Das Itterfest findet in diesem Jahr vom 24. bis 27. Oktober statt. Archiv

Dirk Thomé

Das Itterfest findet in diesem Jahr vom 24. bis 27. Oktober statt. Archiv

Hilden. Angebliche „Mitglieder von Vereinen, die Mitglied in der Hildener Werbegemeinschaft sind“, haben sich in einem „Offenen Brief“ an die Ratsfraktionen und Medien gewandt. Man sehe „leider keine andere Möglichkeit der Einflussnahme und Korrektur mehr“, das „Geschäftsgebaren der Hildener Werbegemeinschaft und speziell ihres Vorsitzenden Bastian Mey öffentlich zu machen“.

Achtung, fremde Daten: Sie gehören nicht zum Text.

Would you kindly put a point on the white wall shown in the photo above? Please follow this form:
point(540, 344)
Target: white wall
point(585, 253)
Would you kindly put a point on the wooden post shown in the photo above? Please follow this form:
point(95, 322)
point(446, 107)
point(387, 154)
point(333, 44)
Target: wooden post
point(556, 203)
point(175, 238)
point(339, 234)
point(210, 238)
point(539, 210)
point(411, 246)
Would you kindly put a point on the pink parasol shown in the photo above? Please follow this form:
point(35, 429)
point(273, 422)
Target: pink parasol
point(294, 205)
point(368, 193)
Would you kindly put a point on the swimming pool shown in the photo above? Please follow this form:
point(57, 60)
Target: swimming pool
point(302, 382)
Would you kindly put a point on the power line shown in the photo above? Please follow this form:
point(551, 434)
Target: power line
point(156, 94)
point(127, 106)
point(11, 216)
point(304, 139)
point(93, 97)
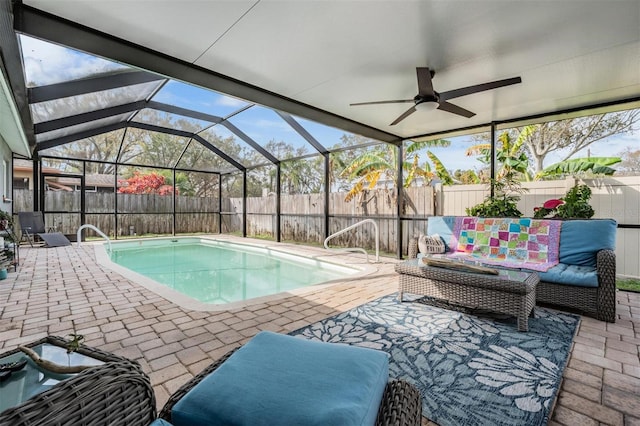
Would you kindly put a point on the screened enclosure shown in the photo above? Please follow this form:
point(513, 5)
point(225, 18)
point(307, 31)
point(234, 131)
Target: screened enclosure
point(139, 154)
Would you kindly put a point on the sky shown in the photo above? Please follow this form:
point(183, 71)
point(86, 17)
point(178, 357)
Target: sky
point(47, 63)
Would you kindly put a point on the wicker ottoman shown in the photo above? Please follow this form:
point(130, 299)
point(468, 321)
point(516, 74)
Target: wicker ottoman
point(510, 292)
point(114, 393)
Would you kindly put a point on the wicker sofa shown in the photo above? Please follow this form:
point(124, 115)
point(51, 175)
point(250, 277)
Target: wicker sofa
point(585, 279)
point(115, 393)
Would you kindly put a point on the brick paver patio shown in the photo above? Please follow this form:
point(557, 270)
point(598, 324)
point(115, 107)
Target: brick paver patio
point(57, 290)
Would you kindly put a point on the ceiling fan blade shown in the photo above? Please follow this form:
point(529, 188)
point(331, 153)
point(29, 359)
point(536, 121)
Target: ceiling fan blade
point(444, 96)
point(404, 115)
point(425, 86)
point(455, 109)
point(399, 101)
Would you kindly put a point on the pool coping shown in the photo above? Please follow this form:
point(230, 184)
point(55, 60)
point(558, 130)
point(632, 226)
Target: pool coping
point(186, 302)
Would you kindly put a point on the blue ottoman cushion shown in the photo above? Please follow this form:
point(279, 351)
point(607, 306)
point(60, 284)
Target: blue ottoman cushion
point(281, 379)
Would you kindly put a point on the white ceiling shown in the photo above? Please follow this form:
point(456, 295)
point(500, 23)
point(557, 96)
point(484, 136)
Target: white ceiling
point(328, 54)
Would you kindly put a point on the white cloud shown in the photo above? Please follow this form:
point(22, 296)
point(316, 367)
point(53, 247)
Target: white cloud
point(47, 63)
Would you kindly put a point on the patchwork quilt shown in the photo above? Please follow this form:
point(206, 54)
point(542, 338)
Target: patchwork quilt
point(511, 242)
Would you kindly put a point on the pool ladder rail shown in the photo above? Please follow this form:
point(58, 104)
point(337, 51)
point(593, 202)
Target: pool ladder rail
point(94, 228)
point(358, 249)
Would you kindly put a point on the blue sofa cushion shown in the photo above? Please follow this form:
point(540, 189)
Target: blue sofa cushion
point(580, 240)
point(582, 276)
point(286, 380)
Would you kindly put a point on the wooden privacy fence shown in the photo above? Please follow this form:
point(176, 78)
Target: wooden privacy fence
point(302, 216)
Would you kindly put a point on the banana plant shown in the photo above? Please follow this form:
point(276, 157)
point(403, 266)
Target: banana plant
point(595, 165)
point(373, 165)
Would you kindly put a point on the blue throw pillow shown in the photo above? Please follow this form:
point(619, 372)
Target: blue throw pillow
point(580, 240)
point(160, 422)
point(277, 379)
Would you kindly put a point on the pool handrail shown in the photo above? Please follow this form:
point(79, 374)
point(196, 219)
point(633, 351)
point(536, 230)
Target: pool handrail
point(359, 249)
point(94, 228)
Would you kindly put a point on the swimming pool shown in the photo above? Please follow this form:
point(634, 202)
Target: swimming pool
point(215, 272)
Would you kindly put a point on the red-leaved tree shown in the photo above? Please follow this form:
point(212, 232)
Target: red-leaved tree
point(152, 183)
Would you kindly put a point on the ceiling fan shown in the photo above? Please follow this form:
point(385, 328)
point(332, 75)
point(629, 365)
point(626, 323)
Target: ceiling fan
point(429, 99)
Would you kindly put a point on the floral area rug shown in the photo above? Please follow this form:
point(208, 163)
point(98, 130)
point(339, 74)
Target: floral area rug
point(471, 368)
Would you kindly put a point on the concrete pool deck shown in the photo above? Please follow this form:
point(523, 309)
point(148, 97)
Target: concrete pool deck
point(58, 289)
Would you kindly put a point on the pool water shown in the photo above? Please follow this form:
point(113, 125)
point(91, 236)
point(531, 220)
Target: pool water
point(219, 272)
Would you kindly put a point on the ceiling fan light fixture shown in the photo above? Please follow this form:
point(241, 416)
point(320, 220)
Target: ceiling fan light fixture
point(427, 106)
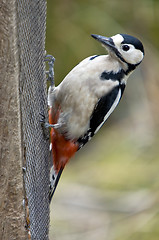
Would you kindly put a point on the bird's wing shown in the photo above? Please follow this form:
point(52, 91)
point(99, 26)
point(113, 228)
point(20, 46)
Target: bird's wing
point(102, 111)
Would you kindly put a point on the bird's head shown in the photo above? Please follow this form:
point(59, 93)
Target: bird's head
point(126, 48)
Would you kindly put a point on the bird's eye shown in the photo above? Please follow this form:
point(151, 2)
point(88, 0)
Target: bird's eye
point(125, 48)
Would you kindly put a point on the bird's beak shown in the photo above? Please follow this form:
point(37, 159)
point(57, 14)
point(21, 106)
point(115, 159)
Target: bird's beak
point(106, 41)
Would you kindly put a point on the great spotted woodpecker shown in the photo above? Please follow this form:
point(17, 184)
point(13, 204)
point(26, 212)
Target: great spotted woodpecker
point(87, 96)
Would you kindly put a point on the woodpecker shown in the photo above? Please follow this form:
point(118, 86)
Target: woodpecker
point(87, 96)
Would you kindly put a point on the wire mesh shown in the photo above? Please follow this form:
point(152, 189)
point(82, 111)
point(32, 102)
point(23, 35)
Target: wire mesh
point(33, 98)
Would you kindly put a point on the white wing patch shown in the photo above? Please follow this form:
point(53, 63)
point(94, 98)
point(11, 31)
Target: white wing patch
point(110, 110)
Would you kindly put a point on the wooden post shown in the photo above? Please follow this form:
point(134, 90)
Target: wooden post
point(12, 217)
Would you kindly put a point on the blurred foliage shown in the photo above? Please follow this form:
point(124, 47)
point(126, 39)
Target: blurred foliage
point(124, 156)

Staatsanwaltschaft und Stadt widerlegen Vorwürfe

Die Werbegemeinschaft veranstaltet das Itterfest und betreibt seit 2012 auf Beschluss des Stadtrates den Bürgertreff Lortzingstraße im Auftrag der Stadt. Gegen Mey seien „eine Fülle von Strafverfahren und Ermittlungsverfahren“ anhängig, wird in der E-Mail behauptet. Es gibt kein Verfahren gegen Mey, sagt dazu die Staatsanwaltschaft Düsseldorf.

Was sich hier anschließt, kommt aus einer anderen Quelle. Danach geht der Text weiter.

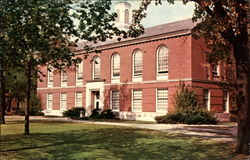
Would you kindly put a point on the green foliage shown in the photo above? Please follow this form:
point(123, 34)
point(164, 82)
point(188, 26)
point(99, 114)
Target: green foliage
point(35, 106)
point(98, 114)
point(187, 109)
point(74, 113)
point(194, 117)
point(185, 99)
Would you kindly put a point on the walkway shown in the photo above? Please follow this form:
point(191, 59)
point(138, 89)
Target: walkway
point(215, 132)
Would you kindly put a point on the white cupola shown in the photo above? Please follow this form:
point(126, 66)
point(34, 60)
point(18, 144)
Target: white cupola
point(123, 11)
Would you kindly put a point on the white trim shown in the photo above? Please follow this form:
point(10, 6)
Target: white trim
point(47, 103)
point(111, 104)
point(156, 100)
point(64, 84)
point(142, 82)
point(132, 104)
point(61, 101)
point(136, 78)
point(161, 76)
point(115, 79)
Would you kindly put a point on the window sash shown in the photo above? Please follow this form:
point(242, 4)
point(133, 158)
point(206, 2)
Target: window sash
point(96, 66)
point(79, 71)
point(137, 100)
point(162, 60)
point(63, 100)
point(115, 100)
point(116, 65)
point(138, 63)
point(78, 100)
point(64, 77)
point(162, 99)
point(49, 101)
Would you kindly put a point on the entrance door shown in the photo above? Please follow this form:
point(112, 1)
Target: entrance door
point(96, 99)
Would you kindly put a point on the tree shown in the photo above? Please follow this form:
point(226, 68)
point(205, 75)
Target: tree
point(36, 33)
point(223, 25)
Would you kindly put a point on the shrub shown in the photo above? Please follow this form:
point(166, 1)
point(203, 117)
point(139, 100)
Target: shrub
point(187, 109)
point(95, 114)
point(74, 113)
point(106, 114)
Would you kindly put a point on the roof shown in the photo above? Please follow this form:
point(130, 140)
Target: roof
point(167, 28)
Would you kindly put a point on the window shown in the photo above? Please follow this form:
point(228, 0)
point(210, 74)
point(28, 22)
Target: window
point(225, 102)
point(115, 100)
point(50, 75)
point(206, 99)
point(49, 101)
point(96, 67)
point(115, 65)
point(137, 100)
point(162, 100)
point(118, 15)
point(63, 101)
point(137, 60)
point(64, 77)
point(162, 60)
point(215, 70)
point(126, 16)
point(78, 102)
point(79, 71)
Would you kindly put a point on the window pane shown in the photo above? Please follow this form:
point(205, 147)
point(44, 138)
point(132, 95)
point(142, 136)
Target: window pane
point(79, 71)
point(116, 65)
point(64, 77)
point(138, 63)
point(137, 100)
point(78, 99)
point(63, 101)
point(96, 63)
point(162, 99)
point(50, 101)
point(162, 60)
point(115, 100)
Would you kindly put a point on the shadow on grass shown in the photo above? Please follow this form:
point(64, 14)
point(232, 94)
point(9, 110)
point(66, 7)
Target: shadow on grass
point(111, 143)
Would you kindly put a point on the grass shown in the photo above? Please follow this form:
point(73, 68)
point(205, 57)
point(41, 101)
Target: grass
point(72, 141)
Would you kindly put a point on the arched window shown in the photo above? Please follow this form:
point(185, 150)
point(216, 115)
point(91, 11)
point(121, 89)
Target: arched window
point(126, 16)
point(137, 61)
point(96, 67)
point(115, 65)
point(162, 60)
point(118, 15)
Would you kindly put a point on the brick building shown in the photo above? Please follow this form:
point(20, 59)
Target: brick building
point(137, 78)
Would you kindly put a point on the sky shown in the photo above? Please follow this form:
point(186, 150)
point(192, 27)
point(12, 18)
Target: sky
point(163, 13)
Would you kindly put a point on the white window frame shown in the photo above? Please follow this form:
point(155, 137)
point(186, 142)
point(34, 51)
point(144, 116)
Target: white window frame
point(63, 108)
point(112, 66)
point(163, 75)
point(227, 101)
point(208, 107)
point(64, 75)
point(137, 51)
point(47, 105)
point(111, 100)
point(94, 77)
point(76, 99)
point(132, 104)
point(50, 76)
point(79, 67)
point(166, 108)
point(216, 73)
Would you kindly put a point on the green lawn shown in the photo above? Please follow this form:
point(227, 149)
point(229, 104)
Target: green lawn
point(68, 141)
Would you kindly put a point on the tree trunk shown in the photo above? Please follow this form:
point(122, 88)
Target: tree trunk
point(242, 56)
point(3, 100)
point(9, 103)
point(27, 129)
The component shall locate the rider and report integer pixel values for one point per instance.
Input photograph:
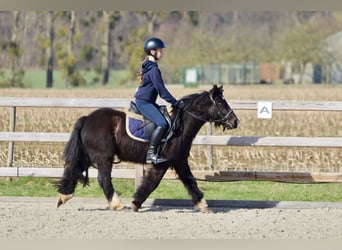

Nächste Anschuldigung: Der Bürgertreff Lortzingstraße soll „schwarz“ vermietet worden sein. Beigefügt sind Berichte der Kassenprüfung der Werbegemeinschaft aus den vergangenen Jahren. Darin werden zum Teil Mängel festgestellt. Dazu stellt Kassenprüfer Thomas Scharnweber fest: „Die Unterlagen sind echt und standen allen Mitgliedern zur Verfügung. Alle fehlenden Rechnungen liegen inzwischen vor. Aus unserer Sicht steht einer Entlastung des Vorstandes nichts entgegen.“

Fazit: An den Vorwürfen ist nichts dran. Sie sind übrigens nicht neu, wurden schon vor einem Jahr erhoben. Die Stadt ließ damals alle Unterlagen zum Bürgertreff Lortzingstraße prüfen. „Uns liegen keine Beschwerden von Mietern des Bürgertreffs vor“, stellte Bürgermeister Horst Thiele klar. Die Unterlagen für 2012 sind geprüft und „völlig in Ordnung“, so Erster Beigeordneter Norbert Danscheidt. Die für 2013 sollen in vier Wochen vorliegen.

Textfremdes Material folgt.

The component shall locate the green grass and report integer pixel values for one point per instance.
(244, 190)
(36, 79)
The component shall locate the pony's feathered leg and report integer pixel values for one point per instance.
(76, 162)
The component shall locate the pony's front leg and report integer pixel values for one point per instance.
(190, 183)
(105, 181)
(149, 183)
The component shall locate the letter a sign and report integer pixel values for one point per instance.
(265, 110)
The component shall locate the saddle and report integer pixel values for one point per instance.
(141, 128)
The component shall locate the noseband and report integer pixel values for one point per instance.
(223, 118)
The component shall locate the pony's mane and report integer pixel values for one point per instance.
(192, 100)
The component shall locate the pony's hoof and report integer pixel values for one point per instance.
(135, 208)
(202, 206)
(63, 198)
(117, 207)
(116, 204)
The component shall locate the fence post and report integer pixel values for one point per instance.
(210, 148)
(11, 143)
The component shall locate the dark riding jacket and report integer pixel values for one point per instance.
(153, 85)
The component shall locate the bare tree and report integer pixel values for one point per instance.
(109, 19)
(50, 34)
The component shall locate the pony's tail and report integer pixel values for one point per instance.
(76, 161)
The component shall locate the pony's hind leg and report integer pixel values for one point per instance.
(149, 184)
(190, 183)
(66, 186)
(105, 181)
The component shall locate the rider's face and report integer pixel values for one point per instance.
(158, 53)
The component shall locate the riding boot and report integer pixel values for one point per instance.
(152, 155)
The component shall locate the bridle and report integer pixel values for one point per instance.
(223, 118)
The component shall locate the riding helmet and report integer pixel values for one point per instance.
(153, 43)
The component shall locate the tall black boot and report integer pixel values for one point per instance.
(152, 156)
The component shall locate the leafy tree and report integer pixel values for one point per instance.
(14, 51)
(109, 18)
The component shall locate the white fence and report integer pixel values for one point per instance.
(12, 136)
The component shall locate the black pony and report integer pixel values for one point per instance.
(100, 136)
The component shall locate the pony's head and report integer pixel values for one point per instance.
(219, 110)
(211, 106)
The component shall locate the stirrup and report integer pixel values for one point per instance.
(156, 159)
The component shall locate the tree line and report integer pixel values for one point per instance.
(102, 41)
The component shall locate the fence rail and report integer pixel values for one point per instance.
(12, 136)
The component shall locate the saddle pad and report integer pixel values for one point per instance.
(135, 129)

Das verleumderische Schreiben ist nicht unterschrieben und wurde als Mail über einen Anbieter verschickt, der damit wirbt, die Identität des Absenders geheim zu halten.

Vorsitzender Mey wird vorerst im Amt bleiben

Der Bürgerverein Nord und die Werbegemeinschaft hatten sich um die Bewirtschaftung des Bürgertreffs Lortzingstraße beworben. Der Stadtrat gab der Werbegemeinschaft den Vorzug.

Die Stadt kann den Überlassungsvertrag jährlich kündigen.

Er habe alle Unterlagen zur Absicherung an das Finanzamt Hilden geschickt, sagt Vorsitzender Bastian Mey. Am Freitag kommen die etwa 25 Mitglieder der Werbegemeinschaft zu einer außerordentlichen Mitgliederversammlung zusammen. Thomas Herweg, Zweiter Vorsitzender, tritt aus persönlichen Gründen zurück. Das könnte den Zeitpunkt für die Attacke aus dem Hinterhalt auf Mey erklären.

Der junge Unternehmer (29) und Geschäftsführer einer Immobilien GmbH will vorerst Vorsitzender der Werbegemeinschaft bleiben.